Além de mulheres brasileiras, Júlia ajudou também muitas hispânicas que pela sua casa passaram. Algumas inclusive trabalharam com ela em sua loja e aprenderam a costurar. Muitas tiveram filhos que cresceram dentro da loja e hoje se consideram seus netos.

“Sinto-me realizada como mulher, principalmente, por ter ajudado outras mulheres a terem sucesso na vida. Todas começavam como ‘cleaner’, que a gente sabe que é o trabalho comum no início, e hoje elas não precisam trabalhar com isso mais”.

O orgulho dessa mulher está em perceber que ajudou a transformar a vida de outras mulheres para melhor. “Todas cresceram como pessoas, aprenderam inglês, se legalizaram, têm casa própria, emprego, muitas se casaram, construíram suas famílias aqui. Aprenderam como funciona a cultura americana e são pessoas bem-sucedidas na vida”.

Quando, por algum motivo, ela não podia ajudar alguém, contava com o apoio de uma amiga americana que também “adotava” as recém-chegadas. “É uma corrente. E assim pudemos fazer com que outras mulheres também se ajudassem”.
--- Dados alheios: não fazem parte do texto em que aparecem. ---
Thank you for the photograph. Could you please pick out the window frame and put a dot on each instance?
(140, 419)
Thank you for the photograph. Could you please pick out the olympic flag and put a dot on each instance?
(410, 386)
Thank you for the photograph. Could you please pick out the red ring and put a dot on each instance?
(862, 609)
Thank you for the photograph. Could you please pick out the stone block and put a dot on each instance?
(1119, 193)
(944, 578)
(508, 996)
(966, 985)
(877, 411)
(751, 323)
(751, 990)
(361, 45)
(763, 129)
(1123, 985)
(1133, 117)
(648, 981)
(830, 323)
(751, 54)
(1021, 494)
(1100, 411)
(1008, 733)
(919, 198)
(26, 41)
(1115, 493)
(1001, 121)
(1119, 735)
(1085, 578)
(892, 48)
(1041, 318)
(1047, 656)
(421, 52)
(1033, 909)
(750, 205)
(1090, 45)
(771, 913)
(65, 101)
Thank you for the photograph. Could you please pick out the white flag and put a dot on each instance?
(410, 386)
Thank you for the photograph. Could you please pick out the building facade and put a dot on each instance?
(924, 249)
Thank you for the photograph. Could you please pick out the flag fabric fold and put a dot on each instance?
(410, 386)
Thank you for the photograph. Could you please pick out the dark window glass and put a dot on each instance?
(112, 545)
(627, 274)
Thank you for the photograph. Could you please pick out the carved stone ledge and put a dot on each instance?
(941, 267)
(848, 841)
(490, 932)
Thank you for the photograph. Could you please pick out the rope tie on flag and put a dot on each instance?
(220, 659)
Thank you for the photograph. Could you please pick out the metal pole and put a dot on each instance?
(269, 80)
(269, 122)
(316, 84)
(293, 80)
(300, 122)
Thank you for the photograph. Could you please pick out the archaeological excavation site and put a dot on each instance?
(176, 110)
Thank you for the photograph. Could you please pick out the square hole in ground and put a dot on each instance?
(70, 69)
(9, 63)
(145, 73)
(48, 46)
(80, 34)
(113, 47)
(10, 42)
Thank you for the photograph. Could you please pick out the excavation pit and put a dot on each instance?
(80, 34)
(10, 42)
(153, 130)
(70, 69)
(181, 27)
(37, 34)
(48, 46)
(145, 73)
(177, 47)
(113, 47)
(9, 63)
Para a maranhense, a lei do retorno funciona. “A vida te dá em dobro. Eu me sinto orgulhosa por ver que hoje tenho pessoas queridas e bem na vida. Posso dizer que somos uma grande família espalhada pelo mundo. Algumas se mudaram daqui, foram até para outros países, mas não perdemos o vínculo. Sempre me chamam para os aniversários, batizados e casamentos. Sou muito feliz por isso”, conta. “Todos têm os mesmos direitos, mas é preciso abrir a porta. Estamos aqui para ajudar e dividir. E temos que ter orgulho em ser mulher. É um dom divino”, completa.